Orthographic Projection

Orthographic projection (or orthogonal projection) is a means of representing a three-dimensional object in two dimensions. It is a form of parallel projection, where all the projection lines are orthogonal to the projection plane, resulting in every plane of the scene appearing in affine transformation on the viewing surface. It is further divided into multi-view orthographic projections and axonometric projections. A lens providing an orthographic projection is known as an (object-space) telecentric lens.

The term orthographic is also sometimes reserved specifically for depictions of objects where the axis or plane of the object is also parallel with the projection plane, as in multi-view orthographic projections.

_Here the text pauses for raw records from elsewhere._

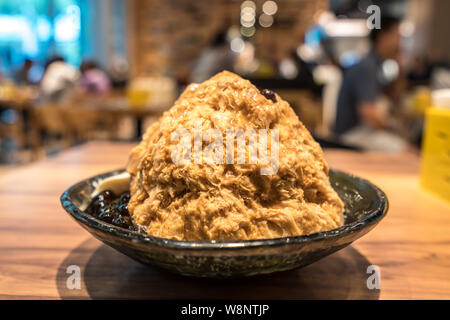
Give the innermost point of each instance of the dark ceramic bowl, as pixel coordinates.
(365, 206)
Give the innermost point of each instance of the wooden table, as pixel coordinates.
(39, 241)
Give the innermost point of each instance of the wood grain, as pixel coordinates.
(38, 241)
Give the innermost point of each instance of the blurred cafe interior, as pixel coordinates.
(74, 71)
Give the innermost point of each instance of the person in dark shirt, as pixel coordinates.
(363, 84)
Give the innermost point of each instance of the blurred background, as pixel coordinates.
(72, 71)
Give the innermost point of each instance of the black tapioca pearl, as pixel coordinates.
(269, 94)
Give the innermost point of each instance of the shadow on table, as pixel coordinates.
(108, 274)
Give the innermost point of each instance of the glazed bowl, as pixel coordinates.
(365, 206)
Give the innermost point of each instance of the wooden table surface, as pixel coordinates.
(39, 241)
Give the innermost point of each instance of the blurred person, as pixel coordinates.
(59, 77)
(93, 79)
(23, 75)
(361, 117)
(215, 58)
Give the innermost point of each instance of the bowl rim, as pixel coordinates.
(374, 217)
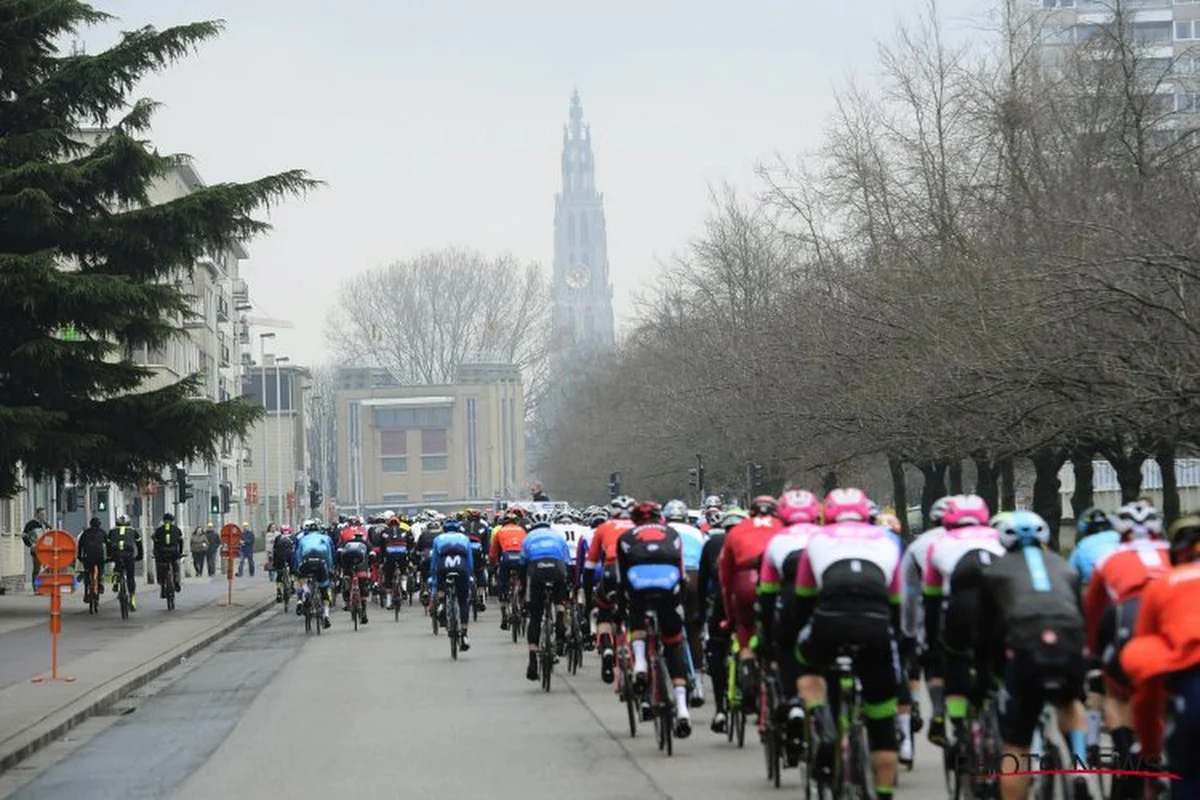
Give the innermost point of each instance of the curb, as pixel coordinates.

Multi-view Orthographic Projection

With multi-view orthographic projections, up to six pictures of an object are produced, with each projection plane parallel to one of the coordinate axes of the object. The views are positioned relative to each other according to either of two schemes: first-angle or third-angle projection. In each, the appearances of views may be thought of as being projected onto planes that form a 6-sided box around the object. Although six different sides can be drawn, usually three views of a drawing give enough information to make a 3D object. These views are known as front view, top view and end view.

Sizes Of Drawings

Paper Size

Sizes of drawings typically comply with either of two different standards, ISO (World Standard) or ANSI/ASME Y14 (American), according to the following tables:

            ISO A Drawing Sizes(mm)

A4	210 X 297
A3	297 X 420
A2	420 X 594
A1	594 X 841
A0	841 X 1189

            ANSI/ASME Drawing Sizes (inches)

A	8.5" X 11"
B	11" X 17"
C	17" X 22"
D	22" X 34"
E	34" X 44"

            Other U.S. Drawing Sizes

D1	24" X 36"
E1	30" X 42"
H	larger still [intra company standards]
I	larger still [intra company standards]
J	larger still [intra company standards]

 

The metric drawing sizes correspond to international paper sizes. These developed further refinements in the second half of the twentieth century, when photocopying became cheap. Engineering drawings could be readily doubled (or halved) in size and put on the next larger (or, respectively, smaller) size of paper with no waste of space. And the metric technical pens were chosen in sizes so that one could add detail or drafting changes with a pen width changing by approximately a factor of the square root of 2. A full set of pens would have the following nib sizes: 0.13, 0.18, 0.25, 0.35, 0.5, 0.7, 1.0, 1.5, and 2.0 mm. However, the International Organization for Standardization (ISO) called for four pen widths and set a color code for each: 0.25 (white), 0.35 (yellow), 0.5 (brown), 0.7 (blue); these nibs produced lines that related to various text character heights and the ISO paper sizes.

All ISO paper sizes have the same aspect ratio, one to the square root of 2, meaning that a document designed for any given size can be enlarged or reduced to any other size and will fit perfectly. Given this ease of changing sizes, it is of course common to copy or print a given document on different sizes of paper, especially within a series, e.g. a drawing on A3 may be enlarged to A2 or reduced to A4.

The U.S. customary "A-size" corresponds to "letter" size, and "B-size" corresponds to "ledger" or "tabloid" size. There were also once British paper sizes, which went by names rather than alphanumeric designations.

American Society of Mechanical Engineers (ASME) Y14.2, Y14.3, and Y14.5 are commonly referenced standards in the U.S.